Court Opinion

ID: 7568912
Source: CourtListenerOpinion
Date Created: 2022-07-29 06:10:31.284539+00
Date Added: 2024-06-11T16:24:19.638652
License: Public Domain

NESBITT, Judge.
The appellant, an ocean carrier, appeals a judgment in favor of the appellee shipper awarding it compensatory and consequential damages on a claim of an alleged breach of guaranteed arrival date , of the goods at the destination. We reverse.
The shipper was interested in consummating a sale of pickled pig tails to a buyer in Kingston, Jamaica. The economic fea*35sibility of the transaction was based upon the arrival of the pig tails in Jamaica prior to an increase in tariff. When the trucker loaded and weighed the containers for overland transportation from Toronto to Port Elizabeth, New Jersey, it found that the containers were overweight and for that reason refused to carry them. Ultimately, however, the trucker transported the containers to Port Elizabeth. Upon arrival, a representative of the ocean carrier advised the shipper that the delivery of the cargo could not be made as originally projected. Nonetheless, the shipper chose to proceed with the transaction. The pig tails arrived in Kingston in good condition but not before the anticipated tariff increase occurred. The purchaser refused to consummate the transaction and the shipper attempted to mitigate damages by placing the pickled pig tails in cold storage. Ultimately, a portion was sold and the remainder spoiled. The shipper then commenced this action against the carrier claiming compensatory damages for out-of-pocket expenses incurred and loss of anticipated profit.1
At a pretrial conference, the carrier obtained a favorable ruling on a motion in limine to exclude all evidence as to a guaranteed arrival date of the goods in Kingston, based on the rule of law that unless a bill of lading is ambiguous, parol evidence may not be introduced to alter or vary the terms of the undertaking. Boss Linco Lines v. Brady Enterprises, 49 A.D.2d 679, 370 N.Y.S.2d 737 (1975); 46 U.S.C. App. § 1301(b) (1982). Nonetheless, evidence of the agreement was admitted during the shipper’s case-in-chief, to which the carrier objected.
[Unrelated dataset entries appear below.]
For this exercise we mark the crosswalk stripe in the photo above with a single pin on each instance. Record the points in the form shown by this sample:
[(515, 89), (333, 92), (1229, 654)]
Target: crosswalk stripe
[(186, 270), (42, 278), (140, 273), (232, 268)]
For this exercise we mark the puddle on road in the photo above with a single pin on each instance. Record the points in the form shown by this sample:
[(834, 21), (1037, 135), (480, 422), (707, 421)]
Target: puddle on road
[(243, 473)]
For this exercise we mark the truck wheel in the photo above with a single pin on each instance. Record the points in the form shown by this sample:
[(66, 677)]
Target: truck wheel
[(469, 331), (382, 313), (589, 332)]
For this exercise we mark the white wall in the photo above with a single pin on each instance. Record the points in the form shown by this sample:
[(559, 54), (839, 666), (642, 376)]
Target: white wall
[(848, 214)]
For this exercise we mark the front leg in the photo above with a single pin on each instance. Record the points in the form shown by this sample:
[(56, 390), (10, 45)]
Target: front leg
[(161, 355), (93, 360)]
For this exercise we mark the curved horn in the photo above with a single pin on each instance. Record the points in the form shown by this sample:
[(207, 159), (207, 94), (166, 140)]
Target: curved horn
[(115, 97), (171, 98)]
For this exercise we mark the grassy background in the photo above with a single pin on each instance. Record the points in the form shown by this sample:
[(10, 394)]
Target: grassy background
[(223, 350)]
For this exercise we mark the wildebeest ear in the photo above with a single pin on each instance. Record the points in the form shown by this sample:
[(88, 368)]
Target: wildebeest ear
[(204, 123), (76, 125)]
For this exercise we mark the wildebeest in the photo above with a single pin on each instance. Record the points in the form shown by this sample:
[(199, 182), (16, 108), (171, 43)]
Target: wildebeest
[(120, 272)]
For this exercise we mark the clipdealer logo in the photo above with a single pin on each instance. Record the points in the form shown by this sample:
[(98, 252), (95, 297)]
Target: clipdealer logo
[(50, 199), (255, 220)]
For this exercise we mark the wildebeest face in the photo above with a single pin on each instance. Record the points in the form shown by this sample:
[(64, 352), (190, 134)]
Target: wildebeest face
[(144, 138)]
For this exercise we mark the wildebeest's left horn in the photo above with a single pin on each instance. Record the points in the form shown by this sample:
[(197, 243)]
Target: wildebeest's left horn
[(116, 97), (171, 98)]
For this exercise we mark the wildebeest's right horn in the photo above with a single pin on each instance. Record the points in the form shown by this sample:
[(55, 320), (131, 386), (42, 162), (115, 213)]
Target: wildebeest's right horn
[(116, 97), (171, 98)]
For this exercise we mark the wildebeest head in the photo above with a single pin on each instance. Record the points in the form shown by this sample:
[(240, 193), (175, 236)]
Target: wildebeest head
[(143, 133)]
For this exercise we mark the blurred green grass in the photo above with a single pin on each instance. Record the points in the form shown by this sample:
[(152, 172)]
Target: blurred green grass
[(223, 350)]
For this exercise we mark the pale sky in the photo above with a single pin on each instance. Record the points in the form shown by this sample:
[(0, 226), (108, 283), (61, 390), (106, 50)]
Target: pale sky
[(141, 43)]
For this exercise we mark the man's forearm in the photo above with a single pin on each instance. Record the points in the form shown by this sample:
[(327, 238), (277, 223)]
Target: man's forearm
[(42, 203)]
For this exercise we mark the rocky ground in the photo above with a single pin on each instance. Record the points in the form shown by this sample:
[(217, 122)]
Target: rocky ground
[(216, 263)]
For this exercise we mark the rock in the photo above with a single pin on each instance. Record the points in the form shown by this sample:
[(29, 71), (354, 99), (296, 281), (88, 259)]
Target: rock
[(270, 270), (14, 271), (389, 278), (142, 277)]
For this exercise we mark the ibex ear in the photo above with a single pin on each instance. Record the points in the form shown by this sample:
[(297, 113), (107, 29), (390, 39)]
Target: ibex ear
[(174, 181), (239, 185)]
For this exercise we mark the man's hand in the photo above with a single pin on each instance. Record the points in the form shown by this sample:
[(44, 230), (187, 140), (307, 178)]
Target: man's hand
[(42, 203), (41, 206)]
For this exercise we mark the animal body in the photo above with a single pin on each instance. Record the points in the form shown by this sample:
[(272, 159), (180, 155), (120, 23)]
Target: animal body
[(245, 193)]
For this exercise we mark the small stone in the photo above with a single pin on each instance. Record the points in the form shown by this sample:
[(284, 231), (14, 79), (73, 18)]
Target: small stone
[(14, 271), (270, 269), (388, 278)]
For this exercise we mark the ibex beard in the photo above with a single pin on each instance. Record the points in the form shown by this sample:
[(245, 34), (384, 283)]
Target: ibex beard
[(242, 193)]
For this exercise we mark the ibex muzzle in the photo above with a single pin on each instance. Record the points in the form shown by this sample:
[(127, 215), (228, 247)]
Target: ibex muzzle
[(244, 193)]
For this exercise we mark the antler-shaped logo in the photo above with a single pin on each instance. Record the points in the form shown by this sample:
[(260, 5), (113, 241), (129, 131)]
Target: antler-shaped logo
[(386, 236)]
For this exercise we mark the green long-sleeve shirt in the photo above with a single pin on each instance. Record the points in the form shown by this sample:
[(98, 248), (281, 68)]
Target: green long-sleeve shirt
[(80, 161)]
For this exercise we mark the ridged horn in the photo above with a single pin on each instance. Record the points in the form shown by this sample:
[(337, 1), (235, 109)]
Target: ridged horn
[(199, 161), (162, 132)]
During the carrier’s casein-chief, its representative was asked whether any such agreement was made and a negative answer was given. On this record, the trial court agreed with the shipper’s counsel that the carrier placed the guaranteed arrival date at issue. The court therefore permitted further evidence of a guaranteed arrival by the shipper during its case in rebuttal, permitted oral argument thereon, and instructed the jury. It returned a favorable verdict, all over the carrier’s protest.
We agree with the carrier that the introduction and use of the parol evidence was improper. Boss Linco Lines, 370 N.Y.S.2d at 739. When the carrier’s attorney questioned its witness about the alleged agreement to deliver the goods by a date certain, his purpose was to minimize the harmful effect of the testimony of the shipper’s witness. That witness's testimony did not go beyond that narrow scope. Carbone v. Coblentz, 132 So.2d 629, 630 (Fla. 3d DCA 1961) and cases cited therein. Without the improper admission of the parol evidence, it is undisputed that the record shows that the pig tails arrived in Kingston in good condition. The shipper, therefore, failed to make out a prima facie case involving damaged goods. For this reason, it was error to deny the carrier’s motion for directed verdict at the close of the shipper’s case.
Accordingly, the judgment is reversed and remanded for entry of judgment in favor of the appellant.

. The shipment of these goods is governed by the Carriage of Goods at Sea Act, 46 U.S.C.App. §§ 1300-1315 (1982).